Oui et il y a déjà eu les premiers effets. Aux Pays-Bas, par exemple, la Cour d’appel de La Haye a ordonné la suspension de la livraison par le gouvernement de composants pour le F-35, l’avion américain qu’Israël utilise aujourd’hui dans la bande de Gaza. Au Canada, le gouvernement a annoncé sa décision de suspendre les livraisons d’armes à Tel-Aviv. Ces actions en justice et les pressions de la société civile produisent donc déjà certains effets. Les États savent aussi qu’à moyen ou long terme, ils risquent d’être tenus pour responsables de complicité dans les crimes commis par Israël dans la bande de Gaza et en Cisjordanie. Il existe donc une dimension juridique, au-delà de l’aspect purement politique, qui fait que les États et leurs services juridiques cherchent à se protéger d’éventuelles poursuites devant les juridictions nationales ou internationales.
On parle du Canada, des Pays-Bas, mais on sait que le plus gros fournisseur d’armes d’Israël sont les États-Unis et ils ne semblent pas bouger…
Oui, c’est exact, et c’est effectivement un problème. La raison pour laquelle le Nicaragua n’a pas poursuivi les États-Unis devant la CIJ, alors qu’il le fait pour l’Allemagne, est également d’ordre juridique. Le gouvernement des États-Unis, en ratifiant la Convention sur le génocide de 1948, a émis une réserve sur l’article IX qui permet à la Cour de trancher les différends entre États, y compris ceux relatifs à leur responsabilité dans le génocide et à leur complicité dans le génocide.
Mais sur la scène internationale, le gouvernement américain se retrouve de plus en plus isolé en raison de son soutien quasi inconditionnel au gouvernement de Benyamin Netanyahu. Au niveau national, des poursuites judiciaires ont également été engagées contre l’administration Biden.
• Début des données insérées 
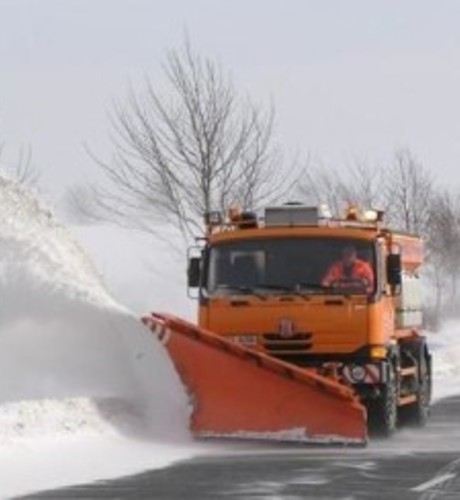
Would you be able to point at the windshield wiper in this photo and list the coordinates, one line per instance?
(288, 290)
(246, 290)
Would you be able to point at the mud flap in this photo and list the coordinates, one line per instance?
(237, 392)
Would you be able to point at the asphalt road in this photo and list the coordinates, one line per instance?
(414, 464)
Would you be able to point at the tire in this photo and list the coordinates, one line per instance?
(383, 410)
(417, 414)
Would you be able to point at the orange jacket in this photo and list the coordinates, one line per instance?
(361, 270)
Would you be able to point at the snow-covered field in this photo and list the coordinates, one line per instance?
(85, 391)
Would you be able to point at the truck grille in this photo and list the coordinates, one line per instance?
(277, 345)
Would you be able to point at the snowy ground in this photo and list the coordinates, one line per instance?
(85, 391)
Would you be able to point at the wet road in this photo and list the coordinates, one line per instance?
(414, 464)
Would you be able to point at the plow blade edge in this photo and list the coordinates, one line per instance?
(237, 392)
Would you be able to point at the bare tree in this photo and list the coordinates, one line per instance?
(22, 170)
(201, 147)
(356, 183)
(443, 245)
(409, 189)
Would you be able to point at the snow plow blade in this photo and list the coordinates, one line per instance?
(239, 393)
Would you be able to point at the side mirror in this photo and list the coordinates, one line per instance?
(394, 269)
(194, 272)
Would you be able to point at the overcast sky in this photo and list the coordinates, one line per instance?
(349, 79)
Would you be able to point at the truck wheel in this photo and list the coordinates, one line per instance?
(383, 411)
(418, 413)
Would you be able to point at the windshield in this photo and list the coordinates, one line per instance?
(300, 265)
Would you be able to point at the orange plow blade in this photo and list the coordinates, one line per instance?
(237, 392)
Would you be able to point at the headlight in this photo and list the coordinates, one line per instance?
(246, 339)
(358, 373)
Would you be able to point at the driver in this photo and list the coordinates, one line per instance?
(350, 270)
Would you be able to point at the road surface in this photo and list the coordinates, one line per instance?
(414, 464)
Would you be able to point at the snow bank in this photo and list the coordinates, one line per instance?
(445, 346)
(80, 377)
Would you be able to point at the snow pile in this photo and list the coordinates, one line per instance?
(445, 346)
(77, 370)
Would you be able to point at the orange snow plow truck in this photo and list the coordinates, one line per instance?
(309, 328)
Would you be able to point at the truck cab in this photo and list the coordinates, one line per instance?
(266, 282)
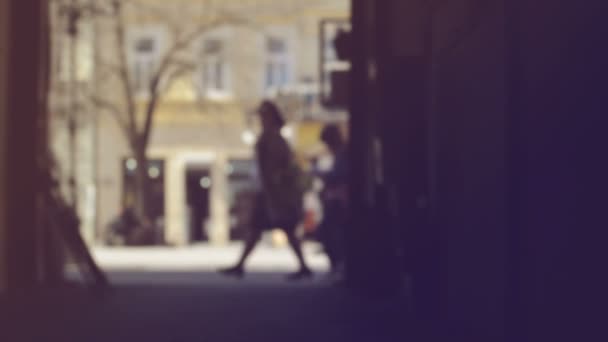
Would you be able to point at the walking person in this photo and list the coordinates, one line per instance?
(279, 204)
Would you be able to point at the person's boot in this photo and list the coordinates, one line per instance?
(303, 273)
(234, 271)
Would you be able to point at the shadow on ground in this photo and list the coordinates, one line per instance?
(202, 306)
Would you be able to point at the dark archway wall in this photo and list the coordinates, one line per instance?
(4, 20)
(498, 118)
(559, 75)
(470, 175)
(22, 109)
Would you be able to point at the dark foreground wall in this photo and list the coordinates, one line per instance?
(509, 247)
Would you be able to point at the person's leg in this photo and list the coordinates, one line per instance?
(296, 246)
(259, 220)
(250, 243)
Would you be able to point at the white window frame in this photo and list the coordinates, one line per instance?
(149, 60)
(209, 62)
(278, 72)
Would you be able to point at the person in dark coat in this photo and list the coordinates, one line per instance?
(279, 204)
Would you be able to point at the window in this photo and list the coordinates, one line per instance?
(214, 75)
(144, 62)
(277, 67)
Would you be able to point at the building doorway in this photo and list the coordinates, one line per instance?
(198, 188)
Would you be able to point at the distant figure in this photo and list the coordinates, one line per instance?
(335, 200)
(279, 204)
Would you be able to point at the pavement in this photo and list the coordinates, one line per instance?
(168, 294)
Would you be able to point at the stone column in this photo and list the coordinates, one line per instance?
(176, 230)
(218, 229)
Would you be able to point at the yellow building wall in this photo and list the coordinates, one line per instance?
(4, 18)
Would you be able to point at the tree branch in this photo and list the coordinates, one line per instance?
(124, 69)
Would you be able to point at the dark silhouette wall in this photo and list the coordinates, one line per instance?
(469, 121)
(3, 112)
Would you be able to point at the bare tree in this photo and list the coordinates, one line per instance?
(176, 60)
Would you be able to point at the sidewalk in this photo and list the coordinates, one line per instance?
(204, 257)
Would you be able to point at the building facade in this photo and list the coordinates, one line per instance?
(200, 147)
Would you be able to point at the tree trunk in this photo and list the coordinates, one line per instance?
(141, 183)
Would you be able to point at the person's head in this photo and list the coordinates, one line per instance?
(270, 116)
(332, 137)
Enfin, le coût politique et financier pour le gouvernement américain de continuer à soutenir militairement le gouvernement israélien est également bien connu. Désormais, c’est presque la question de la réélection de Joe Biden en novembre qui se pose.
Outre la responsabilité des États qui pourraient être impliqués dans la vente d’armes à Israël, quoi de la responsabilité des entreprises ?
À l’avenir, des entreprises et leurs dirigeants pourraient être condamnés pour avoir fourni des armes à Israël. Je voudrais rappeler par exemple que la société française Lafarge et certains de ses dirigeants sont poursuivis pour complicité de crimes contre l’humanité, pour avoir fait du commerce avec Daesh en Syrie. Dans son arrêt du 7 septembre 2021, la Cour de cassation a précisé qu’il n’était pas nécessaire que le complice partage l’intention des auteurs de crimes contre l’humanité. C’est également la jurisprudence des tribunaux internationaux. Il suffit donc de démontrer que le ou les complices savaient que les principaux auteurs allaient commettre un crime international et qu’ils en ont facilité la commission par leur aide ou assistance pour que leur responsabilité pénale soit engagée. On voit donc par exemple comment une entreprise qui livrerait des armes à Israël et qui permettrait à l’armée de commettre des crimes dans la bande de Gaza pourrait voir sa responsabilité pénale et celle de ses dirigeants engagées devant les tribunaux nationaux, sans même qu’il y ait une Il est nécessaire de démontrer que l’entreprise ou ses dirigeants partageaient l’intention criminelle attribuée aux responsables israéliens. Le risque juridique est bien réel.